The U.S. Supreme Court rescinded 23 years ago a nationwide prohibition of the death penalty. The action freed each of the country's 50 states to decide for itself about executions. Since then, the states have executed more than 600 people convicted of crimes. The state of Texas alone has executed 217, three of them this week. More than one-third of those executed nationwide were blacks (35 percent), while blacks barely make up one-eighth (13 percent) of the total U.S. population.

Defenders of capital punishment most often speak of victims' rights -- the right, for example, of the bereaved family of a murder victim to know that the murderer has paid the ultimate price. Death penalty advocates say also that execution is the best deterrent, because a dead murderer cannot repeat the crime.

In the words of political scientist John McAdams of Marquette University: "If we execute murderers and there is in fact no deterrent effect, we have killed a bunch of murderers. If we fail to execute murderers, and doing so would in fact have deterred other murders, we have allowed the killing of a bunch of innocent victims. I would much rather risk the former."

But the director of the capital punishment project of the American Civil Liberties Union, or ACLU -- a civil-rights action group -- says the death penalty issue is complicated by questions of justice and fairness. Diann Rust-Tierney puts it this way:

"[Capital punishment] is not being applied now [in the U.S.] without regard to race, which violates our constitution. And at this point, there are so many problems with regard to even making sure we have the right person that that [that is, the uncertainty] fundamentally violates the rights of the individual."

U.S. capital-punishment abolitionists say that several developments indicate that the American public increasingly is uncomfortable with execution of criminals. Recent U.S. polls show that more than 60 percent of U.S. citizens favor the death penalty in major crimes. Advocates of its abolition call this a favorable indicator because the percentage is lower than in previous years.

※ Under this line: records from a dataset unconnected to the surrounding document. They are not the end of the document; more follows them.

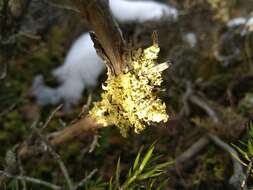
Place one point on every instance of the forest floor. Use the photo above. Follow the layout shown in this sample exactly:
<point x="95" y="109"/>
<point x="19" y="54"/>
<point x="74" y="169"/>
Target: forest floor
<point x="208" y="91"/>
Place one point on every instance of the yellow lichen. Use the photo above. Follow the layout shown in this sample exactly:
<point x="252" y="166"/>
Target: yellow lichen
<point x="130" y="99"/>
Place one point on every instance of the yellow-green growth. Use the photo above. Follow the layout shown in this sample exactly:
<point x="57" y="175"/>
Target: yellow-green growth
<point x="130" y="99"/>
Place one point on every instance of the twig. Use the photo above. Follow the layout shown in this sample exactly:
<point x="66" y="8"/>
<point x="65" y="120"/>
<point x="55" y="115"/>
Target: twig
<point x="22" y="173"/>
<point x="31" y="179"/>
<point x="56" y="156"/>
<point x="108" y="39"/>
<point x="237" y="178"/>
<point x="94" y="143"/>
<point x="82" y="182"/>
<point x="187" y="94"/>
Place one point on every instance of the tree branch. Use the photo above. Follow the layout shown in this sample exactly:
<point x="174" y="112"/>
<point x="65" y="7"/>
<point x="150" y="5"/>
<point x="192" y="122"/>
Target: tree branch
<point x="108" y="39"/>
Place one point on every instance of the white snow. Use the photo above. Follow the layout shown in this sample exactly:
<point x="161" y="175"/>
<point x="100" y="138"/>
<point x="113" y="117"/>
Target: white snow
<point x="82" y="65"/>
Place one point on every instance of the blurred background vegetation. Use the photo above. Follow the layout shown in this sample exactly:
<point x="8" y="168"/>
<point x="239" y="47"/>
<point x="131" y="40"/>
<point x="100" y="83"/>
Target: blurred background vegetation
<point x="204" y="94"/>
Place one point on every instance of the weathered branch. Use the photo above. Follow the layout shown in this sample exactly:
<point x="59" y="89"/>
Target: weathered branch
<point x="108" y="39"/>
<point x="68" y="134"/>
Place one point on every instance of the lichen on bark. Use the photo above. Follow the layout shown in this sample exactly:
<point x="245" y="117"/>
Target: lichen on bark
<point x="130" y="99"/>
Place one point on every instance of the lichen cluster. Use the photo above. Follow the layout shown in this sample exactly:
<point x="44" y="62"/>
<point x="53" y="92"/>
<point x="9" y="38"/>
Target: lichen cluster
<point x="130" y="99"/>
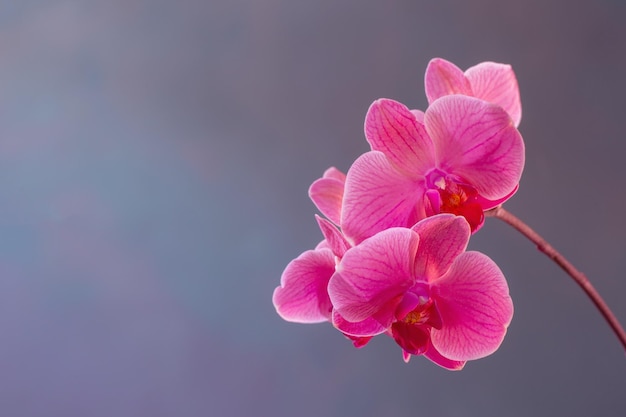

In the U.S. state of Illinois, Governor George Ryan recently suspended the death sentence, saying he will not reinstate it until provided with 100-percent guarantees that no innocent person will be executed. Authorities in the high-execution states of Texas, Virginia, Arizona, and Missouri say they are having trouble finding disinterested citizens that the law requires to be witnesses at executions.

The state of New Hampshire's legislature voted earlier this year to abolish the death penalty. But this week, New Hampshire Governor Jeanne Shaheen vetoed the abolitionist bill -- even though in recent years her state has not carried out any executions.

The ACLU's Rust-Tierney says the U.S. trend is toward ultimate abolition:

"I think the public's view of the death penalty is changing. I think that the courts in this instance are likely to follow the public. And I think that the public ultimately -- when they come to see how this thing works -- will reject it."

Three-quarters-of-a-century ago (1924), perhaps the most famous defense lawyer in U. S. history, Clarence Darrow, made an eloquent and oft-cited plea for mercy for two young murderers. Darrow told the court:

"Your Honor stands between the past and the future. You may hang these boys; you may hang them by the neck until they are dead. But in doing it, you will turn your face toward the past. I am pleading for the future," Darrow went on. "I am pleading for a time when hatred and cruelty will not control the hearts of men. [A time] when we can learn by reason and judgment and understanding and faith that all life is worth saving, and that mercy is the highest attribute of man."